Conceptual organization of NACs and nanozymes. (A) Linear representation of the engineered NAC: RUs are inserted in loop regions of the target proteins and are distal from the active site. The regulation of an active site of a target protein is achieved by inserting small protein domains, regulatory units (RU1, RU2), into the target gene.
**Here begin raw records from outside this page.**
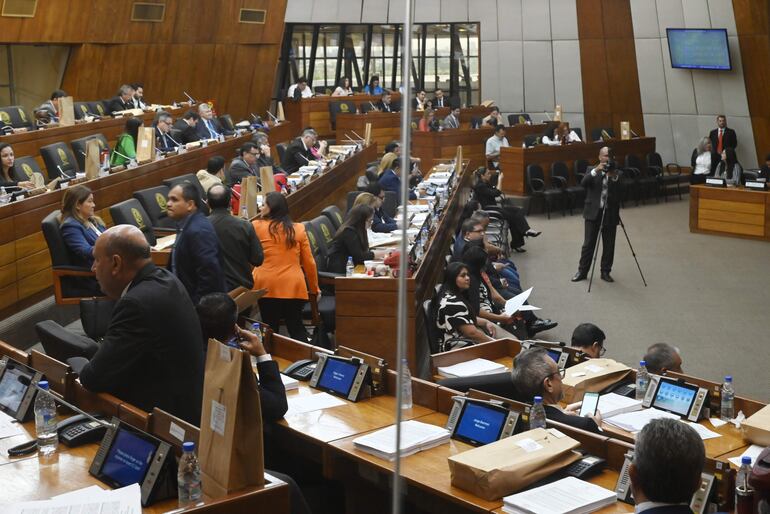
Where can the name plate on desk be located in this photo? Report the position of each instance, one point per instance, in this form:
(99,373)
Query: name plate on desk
(716,182)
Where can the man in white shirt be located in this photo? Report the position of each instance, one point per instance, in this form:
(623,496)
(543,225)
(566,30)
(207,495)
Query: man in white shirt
(667,466)
(299,90)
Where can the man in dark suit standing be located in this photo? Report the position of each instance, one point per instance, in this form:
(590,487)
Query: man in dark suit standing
(196,260)
(298,153)
(601,212)
(152,354)
(667,466)
(123,101)
(723,137)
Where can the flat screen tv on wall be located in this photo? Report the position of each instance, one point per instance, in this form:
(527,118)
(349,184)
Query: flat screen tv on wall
(699,49)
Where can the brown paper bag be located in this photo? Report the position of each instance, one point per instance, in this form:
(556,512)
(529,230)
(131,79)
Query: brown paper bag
(230,450)
(592,376)
(93,152)
(511,464)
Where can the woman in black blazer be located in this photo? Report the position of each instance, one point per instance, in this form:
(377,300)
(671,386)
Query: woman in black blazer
(351,240)
(487,194)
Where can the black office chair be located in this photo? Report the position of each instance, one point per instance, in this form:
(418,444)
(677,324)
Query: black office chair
(79,147)
(24,168)
(70,283)
(154,200)
(575,194)
(59,161)
(334,214)
(61,344)
(537,188)
(131,212)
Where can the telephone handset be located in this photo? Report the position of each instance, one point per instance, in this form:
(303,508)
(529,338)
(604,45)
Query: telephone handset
(623,486)
(301,370)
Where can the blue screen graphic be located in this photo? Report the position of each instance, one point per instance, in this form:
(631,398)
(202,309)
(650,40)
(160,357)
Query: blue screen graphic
(128,458)
(480,424)
(699,49)
(338,376)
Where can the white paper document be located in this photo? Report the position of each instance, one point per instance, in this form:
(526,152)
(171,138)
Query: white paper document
(415,437)
(566,496)
(471,368)
(311,402)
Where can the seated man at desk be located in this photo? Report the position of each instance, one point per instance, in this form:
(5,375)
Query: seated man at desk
(494,144)
(662,357)
(667,466)
(151,355)
(536,374)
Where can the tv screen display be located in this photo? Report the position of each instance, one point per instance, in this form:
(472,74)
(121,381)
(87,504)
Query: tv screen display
(699,49)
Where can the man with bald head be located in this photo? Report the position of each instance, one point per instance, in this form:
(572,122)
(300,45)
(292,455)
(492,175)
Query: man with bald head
(152,353)
(601,212)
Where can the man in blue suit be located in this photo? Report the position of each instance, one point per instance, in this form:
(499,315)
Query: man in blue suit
(196,259)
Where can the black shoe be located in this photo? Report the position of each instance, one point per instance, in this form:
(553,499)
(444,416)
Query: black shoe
(541,325)
(579,276)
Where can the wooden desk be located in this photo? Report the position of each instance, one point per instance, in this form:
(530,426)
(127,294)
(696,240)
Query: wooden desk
(514,160)
(736,212)
(25,264)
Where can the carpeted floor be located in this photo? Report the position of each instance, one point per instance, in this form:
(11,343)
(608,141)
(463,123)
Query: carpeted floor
(707,295)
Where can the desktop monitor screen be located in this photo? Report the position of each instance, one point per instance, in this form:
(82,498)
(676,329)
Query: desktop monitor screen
(699,49)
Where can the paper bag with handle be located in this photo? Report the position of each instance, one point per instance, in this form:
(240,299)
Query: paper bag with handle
(511,464)
(231,448)
(592,376)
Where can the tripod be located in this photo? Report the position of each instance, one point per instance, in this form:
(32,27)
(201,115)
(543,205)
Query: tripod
(596,249)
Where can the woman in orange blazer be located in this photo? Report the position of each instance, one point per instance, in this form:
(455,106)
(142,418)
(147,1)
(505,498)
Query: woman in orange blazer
(288,271)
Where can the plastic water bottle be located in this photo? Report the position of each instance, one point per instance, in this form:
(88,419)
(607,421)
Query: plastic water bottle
(189,476)
(728,399)
(642,380)
(406,386)
(349,267)
(537,414)
(744,493)
(45,421)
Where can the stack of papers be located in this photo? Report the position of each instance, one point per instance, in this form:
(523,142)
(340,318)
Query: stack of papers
(126,500)
(635,421)
(471,368)
(612,404)
(415,437)
(565,496)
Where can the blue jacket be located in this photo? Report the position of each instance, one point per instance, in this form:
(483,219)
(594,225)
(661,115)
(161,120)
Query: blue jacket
(80,241)
(196,260)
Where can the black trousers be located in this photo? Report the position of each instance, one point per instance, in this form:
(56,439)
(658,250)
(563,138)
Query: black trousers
(517,222)
(273,310)
(589,241)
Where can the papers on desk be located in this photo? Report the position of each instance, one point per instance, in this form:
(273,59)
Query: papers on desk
(8,426)
(635,421)
(566,496)
(753,451)
(471,368)
(126,500)
(311,402)
(517,303)
(612,404)
(415,437)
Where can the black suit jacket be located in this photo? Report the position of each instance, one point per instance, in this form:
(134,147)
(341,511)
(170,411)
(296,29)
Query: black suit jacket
(293,160)
(196,259)
(152,354)
(188,133)
(117,104)
(592,210)
(729,139)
These regulatory units sense a particular queue, either endogenous or exogenous, and through allosteric coupling to the active site regulate the activity of the target protein. (B) Three-dimensional wiring of NAC. The regulation of RUs’ conformations leads to a change in NAC activity. (B–D) Rational design of nanozymes and their therapeutic applications.

Figure 10

Race toward therapeutic precision begins at the design phase, where the integration of artificial intelligence (AI) and liposomal, protein, and nucleic acid technologies navigates a challenging track, mastering hurdles that represent critical obstacles in therapeutic development: delivery barriers, targeting precision, stability and sustainability, safety, and cost-effectiveness. Overcoming these hurdles will lead us toward a future where tailored therapeutic treatments offer precision and efficacy.